A pandemia, como ocorreu em maior ou menor grau em todos os países, provocou estragos econômicos. A inflação ficou muito alta, afetando o preço de vários de alimentos, e o poder aquisitivo das pessoas despencou.
O que se vê é pouquíssima alternância de poder, desde que o país se tornou independente, com o colapso soviético, em 1991. Por anos, o Cazaquistão foi governado por Nursultan Nazarbayev, uma figura política dos tempos da antiga URSS (foi primeiro-ministro ainda em 1984) que conseguiu se perpetuar no poder mesmo depois da queda do regime, graças a eleições fraudulentas. Ele governou até 2019, quando renunciou também em meio a protestos nas ruas. Ainda assim, indicou o sucessor, Tokayev, também eleito em um processo suspeito. Ele segue sendo uma espécie de eminência parda do regime, com muita influência sobre o atual governo.

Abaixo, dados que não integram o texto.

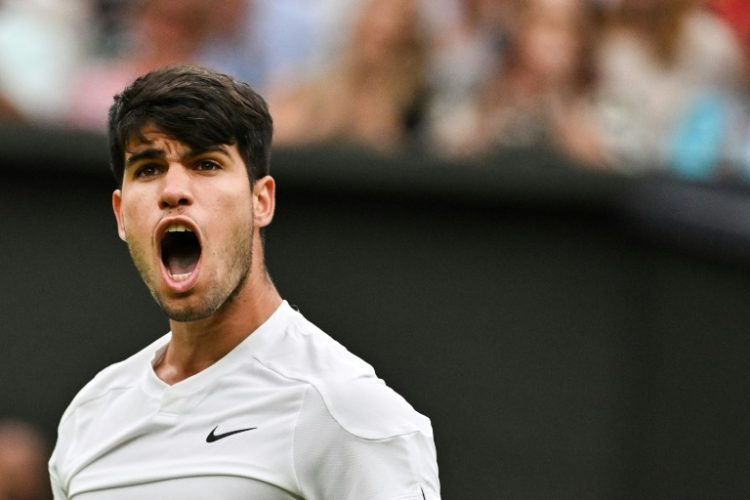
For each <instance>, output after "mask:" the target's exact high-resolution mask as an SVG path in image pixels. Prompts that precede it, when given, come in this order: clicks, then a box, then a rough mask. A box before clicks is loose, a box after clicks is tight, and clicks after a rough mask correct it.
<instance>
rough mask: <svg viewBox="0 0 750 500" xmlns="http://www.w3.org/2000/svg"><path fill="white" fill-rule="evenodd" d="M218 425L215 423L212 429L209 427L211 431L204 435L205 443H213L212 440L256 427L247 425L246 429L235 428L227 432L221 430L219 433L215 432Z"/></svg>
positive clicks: (252, 429) (230, 435)
mask: <svg viewBox="0 0 750 500" xmlns="http://www.w3.org/2000/svg"><path fill="white" fill-rule="evenodd" d="M218 428H219V426H218V425H217V426H216V427H214V428H213V429H211V432H209V433H208V436H206V442H207V443H213V442H214V441H218V440H219V439H224V438H225V437H229V436H234V435H235V434H239V433H240V432H247V431H252V430H255V429H257V427H248V428H246V429H235V430H233V431H228V432H222V433H221V434H216V429H218Z"/></svg>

No índice da Freedom House, que mede a liberdade e a democracia no mundo, o Cazaquistão é considerado "não livre", com nota 23 (sendo 1 o menos livre e cem o mais livre).
O cenário internacional
Embora pouco falado por aqui, o Cazaquistão é um importante país da Ásia não apenas pela extensão territorial - é o nono país do mundo em território -, mas principalmente pelo aspecto econômico: é rico em petróleo e gás. Por isso, tem muito interesse em investimentos externos, e a estabilidade é um dos trunfos para atraí-los.

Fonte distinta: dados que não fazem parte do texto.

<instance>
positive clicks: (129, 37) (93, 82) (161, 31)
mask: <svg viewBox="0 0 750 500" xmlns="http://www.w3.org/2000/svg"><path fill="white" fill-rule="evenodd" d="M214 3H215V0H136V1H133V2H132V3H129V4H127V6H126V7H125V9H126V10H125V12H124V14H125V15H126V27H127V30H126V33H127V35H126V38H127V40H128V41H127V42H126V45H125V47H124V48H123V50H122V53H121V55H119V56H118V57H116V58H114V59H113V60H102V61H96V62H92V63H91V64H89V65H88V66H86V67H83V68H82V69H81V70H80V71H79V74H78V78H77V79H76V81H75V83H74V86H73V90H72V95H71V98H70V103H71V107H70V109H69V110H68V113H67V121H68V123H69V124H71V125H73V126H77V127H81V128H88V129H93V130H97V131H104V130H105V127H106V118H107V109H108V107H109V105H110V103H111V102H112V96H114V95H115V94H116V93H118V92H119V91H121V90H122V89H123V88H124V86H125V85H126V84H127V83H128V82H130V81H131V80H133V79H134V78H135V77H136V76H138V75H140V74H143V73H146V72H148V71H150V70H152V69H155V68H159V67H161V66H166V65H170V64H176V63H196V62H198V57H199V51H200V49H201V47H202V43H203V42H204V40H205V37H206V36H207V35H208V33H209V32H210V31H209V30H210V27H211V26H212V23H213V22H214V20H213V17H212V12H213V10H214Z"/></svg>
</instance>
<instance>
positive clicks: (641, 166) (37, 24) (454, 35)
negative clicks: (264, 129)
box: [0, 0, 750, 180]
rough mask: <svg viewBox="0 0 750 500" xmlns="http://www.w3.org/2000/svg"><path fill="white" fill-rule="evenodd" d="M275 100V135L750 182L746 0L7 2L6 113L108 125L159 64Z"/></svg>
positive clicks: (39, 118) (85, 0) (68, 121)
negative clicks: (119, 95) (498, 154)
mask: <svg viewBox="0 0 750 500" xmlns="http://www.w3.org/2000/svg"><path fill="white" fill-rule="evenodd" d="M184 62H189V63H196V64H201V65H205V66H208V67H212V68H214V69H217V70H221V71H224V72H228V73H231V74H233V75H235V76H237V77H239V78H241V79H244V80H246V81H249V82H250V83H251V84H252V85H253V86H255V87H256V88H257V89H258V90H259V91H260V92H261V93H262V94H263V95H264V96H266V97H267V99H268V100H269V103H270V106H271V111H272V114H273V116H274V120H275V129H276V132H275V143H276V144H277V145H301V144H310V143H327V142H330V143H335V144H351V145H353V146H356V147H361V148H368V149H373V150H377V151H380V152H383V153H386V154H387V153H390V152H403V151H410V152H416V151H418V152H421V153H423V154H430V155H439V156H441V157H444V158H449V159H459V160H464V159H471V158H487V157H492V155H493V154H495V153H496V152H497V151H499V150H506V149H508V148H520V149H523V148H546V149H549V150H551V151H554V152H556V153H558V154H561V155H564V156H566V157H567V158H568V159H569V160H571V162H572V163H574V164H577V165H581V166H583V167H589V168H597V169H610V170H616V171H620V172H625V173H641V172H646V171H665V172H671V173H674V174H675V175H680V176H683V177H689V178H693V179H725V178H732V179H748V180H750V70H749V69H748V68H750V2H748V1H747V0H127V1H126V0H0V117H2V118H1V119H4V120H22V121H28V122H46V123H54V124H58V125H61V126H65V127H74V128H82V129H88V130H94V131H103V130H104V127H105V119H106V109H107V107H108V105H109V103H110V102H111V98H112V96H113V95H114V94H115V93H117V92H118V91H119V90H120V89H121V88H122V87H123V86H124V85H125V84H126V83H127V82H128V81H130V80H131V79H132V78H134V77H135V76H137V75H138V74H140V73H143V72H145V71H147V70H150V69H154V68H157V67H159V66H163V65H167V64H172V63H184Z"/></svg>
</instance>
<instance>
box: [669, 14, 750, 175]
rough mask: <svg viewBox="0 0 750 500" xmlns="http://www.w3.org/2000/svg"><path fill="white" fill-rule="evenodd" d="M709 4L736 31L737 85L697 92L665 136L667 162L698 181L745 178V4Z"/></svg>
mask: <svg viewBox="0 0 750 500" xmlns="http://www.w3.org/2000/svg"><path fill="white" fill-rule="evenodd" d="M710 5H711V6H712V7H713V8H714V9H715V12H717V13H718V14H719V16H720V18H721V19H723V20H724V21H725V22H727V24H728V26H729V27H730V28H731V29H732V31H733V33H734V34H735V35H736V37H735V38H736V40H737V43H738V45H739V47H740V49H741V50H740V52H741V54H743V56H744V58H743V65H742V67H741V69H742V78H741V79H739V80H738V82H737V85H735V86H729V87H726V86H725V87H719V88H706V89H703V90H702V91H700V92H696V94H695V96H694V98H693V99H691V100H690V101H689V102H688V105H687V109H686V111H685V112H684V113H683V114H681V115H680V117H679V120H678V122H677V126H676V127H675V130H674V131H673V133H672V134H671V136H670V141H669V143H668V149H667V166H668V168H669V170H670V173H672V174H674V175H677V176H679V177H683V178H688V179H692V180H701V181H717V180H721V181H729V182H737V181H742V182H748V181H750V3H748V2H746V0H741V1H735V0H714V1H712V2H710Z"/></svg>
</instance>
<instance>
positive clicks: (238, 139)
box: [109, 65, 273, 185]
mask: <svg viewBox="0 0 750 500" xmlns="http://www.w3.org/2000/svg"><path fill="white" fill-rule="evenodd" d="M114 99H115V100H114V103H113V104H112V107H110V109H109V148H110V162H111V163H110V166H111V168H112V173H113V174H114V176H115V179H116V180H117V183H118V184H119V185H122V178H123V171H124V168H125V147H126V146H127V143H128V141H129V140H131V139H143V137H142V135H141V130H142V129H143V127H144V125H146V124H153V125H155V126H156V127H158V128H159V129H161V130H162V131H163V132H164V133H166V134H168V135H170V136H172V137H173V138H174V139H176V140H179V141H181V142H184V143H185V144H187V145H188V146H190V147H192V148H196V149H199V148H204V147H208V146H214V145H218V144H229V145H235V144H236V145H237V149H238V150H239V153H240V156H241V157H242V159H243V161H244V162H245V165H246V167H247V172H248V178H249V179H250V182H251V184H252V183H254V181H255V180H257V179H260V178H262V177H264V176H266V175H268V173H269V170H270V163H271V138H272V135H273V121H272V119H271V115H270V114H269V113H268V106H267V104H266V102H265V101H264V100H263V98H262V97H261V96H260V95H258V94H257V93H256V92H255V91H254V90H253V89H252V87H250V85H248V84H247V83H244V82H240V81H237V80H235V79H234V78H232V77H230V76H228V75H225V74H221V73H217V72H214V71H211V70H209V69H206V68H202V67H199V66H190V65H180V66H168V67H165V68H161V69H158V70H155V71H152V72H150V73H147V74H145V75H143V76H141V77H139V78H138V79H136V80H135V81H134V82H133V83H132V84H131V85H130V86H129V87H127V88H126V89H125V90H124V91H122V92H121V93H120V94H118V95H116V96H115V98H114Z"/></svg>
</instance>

Como é comum em antigos satélites da URSS, em casos de crises internas, a Rússia é chamada a apaziguar a situação - o que soa como música aos ouvidos do presidente Vladimir Putin, sempre preocupado com possíveis influências da Europa e da Otan na região.

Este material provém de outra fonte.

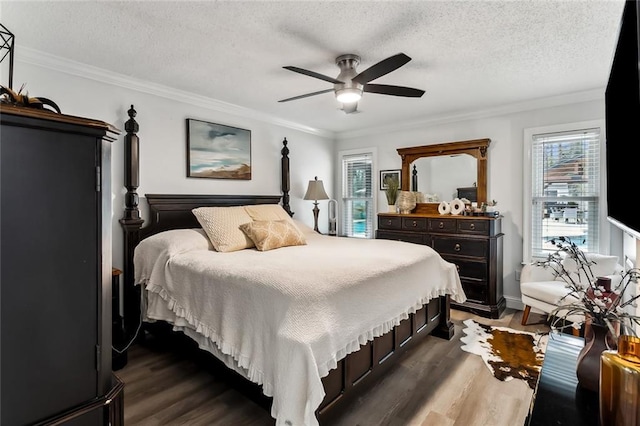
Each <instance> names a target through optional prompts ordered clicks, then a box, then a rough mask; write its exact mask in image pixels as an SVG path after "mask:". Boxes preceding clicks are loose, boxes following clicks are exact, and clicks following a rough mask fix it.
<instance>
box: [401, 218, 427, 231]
mask: <svg viewBox="0 0 640 426" xmlns="http://www.w3.org/2000/svg"><path fill="white" fill-rule="evenodd" d="M402 229H404V230H407V231H426V230H427V219H425V218H421V217H417V218H411V217H403V218H402Z"/></svg>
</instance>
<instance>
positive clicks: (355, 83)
mask: <svg viewBox="0 0 640 426" xmlns="http://www.w3.org/2000/svg"><path fill="white" fill-rule="evenodd" d="M410 60H411V58H410V57H408V56H407V55H405V54H404V53H398V54H397V55H393V56H390V57H388V58H387V59H383V60H382V61H380V62H378V63H377V64H374V65H372V66H370V67H369V68H367V69H366V70H364V71H362V72H360V73H358V72H357V71H356V67H357V66H358V64H359V63H360V57H359V56H358V55H354V54H351V53H349V54H346V55H341V56H338V57H337V58H336V65H337V66H338V67H339V68H340V74H338V77H336V78H333V77H329V76H327V75H324V74H319V73H317V72H314V71H309V70H305V69H303V68H298V67H293V66H285V67H283V68H284V69H287V70H289V71H293V72H297V73H300V74H304V75H308V76H310V77H314V78H318V79H320V80H324V81H328V82H329V83H333V88H332V89H325V90H320V91H318V92H312V93H306V94H304V95H299V96H294V97H292V98H287V99H282V100H280V101H278V102H289V101H294V100H296V99H302V98H308V97H309V96H315V95H320V94H322V93H328V92H335V96H336V99H337V101H338V102H341V103H342V104H343V108H342V109H343V111H344V112H345V113H347V114H349V113H353V112H356V109H357V105H358V101H359V100H360V98H361V97H362V93H363V92H369V93H378V94H380V95H391V96H402V97H407V98H419V97H421V96H422V95H423V94H424V90H420V89H414V88H411V87H404V86H391V85H388V84H370V83H369V82H370V81H373V80H375V79H376V78H379V77H382V76H383V75H386V74H389V73H390V72H391V71H395V70H397V69H398V68H400V67H401V66H403V65H404V64H406V63H407V62H409V61H410Z"/></svg>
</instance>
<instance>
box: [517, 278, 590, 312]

Na crise atual, o governo do Cazaquistão já pediu ajuda ao Kremlin, que está enviando tropas para "estabilizar" o país. Assim como ocorreu com Belarus, a revolta pode servir de argumento para aproximar o país ainda mais da esfera de influência russa. E também como já se viu na Ucrânia, não é incomum forças pró-russa acusarem o Ocidente de estar por trás das manifestações.